You can also bypass the built-in display() visualization entirely and use Python visualization libraries directly:

import plotly.express as px

# Convert to Pandas (for smaller datasets)
pdf = df.toPandas()
fig = px.bar(pdf, x="category_column", y="value_column")
fig.show()

Or with Matplotlib:

import matplotlib.pyplot as plt

pdf = df.toPandas()
pdf.groupby("category_column")["value_column"].sum().plot(kind="bar")
plt.show()

These libraries give you full control over aggregation and rendering.


QUICK REFERENCE

- display(df) in Python cell: Limited "Aggregate over more data" support -- may error on some DataFrames (the issue you are hitting)
- SQL cell result: Fully supports "Aggregate over more data" -- best for built-in chart aggregation
- Pre-aggregate in PySpark, then display(): Most reliable approach -- you control the aggregation
- Plotly / Matplotlib: Most flexible -- you control both aggregation and rendering


DOCUMENTATION REFERENCES

- Databricks Visualizations: https://docs.databricks.com/en/visualizations/index.html
- Visualization Types: https://docs.databricks.com/en/visualizations/visualization-types.html
- Notebook Results and Limitations: https://docs.databricks.com/en/notebooks/notebook-limitations.html

Hope this helps! Let me know if you have follow-up questions.

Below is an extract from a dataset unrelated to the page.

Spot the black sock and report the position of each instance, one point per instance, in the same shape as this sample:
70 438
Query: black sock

* This reply used an agent system I built to research and draft this response based on the wide set of documentation I have available and previous memory. I personally review the draft for any obvious issues and for monitoring system reliability and update it when I detect any drift, but there is still a small chance that something is inaccurate, especially if you are experimenting with brand new features.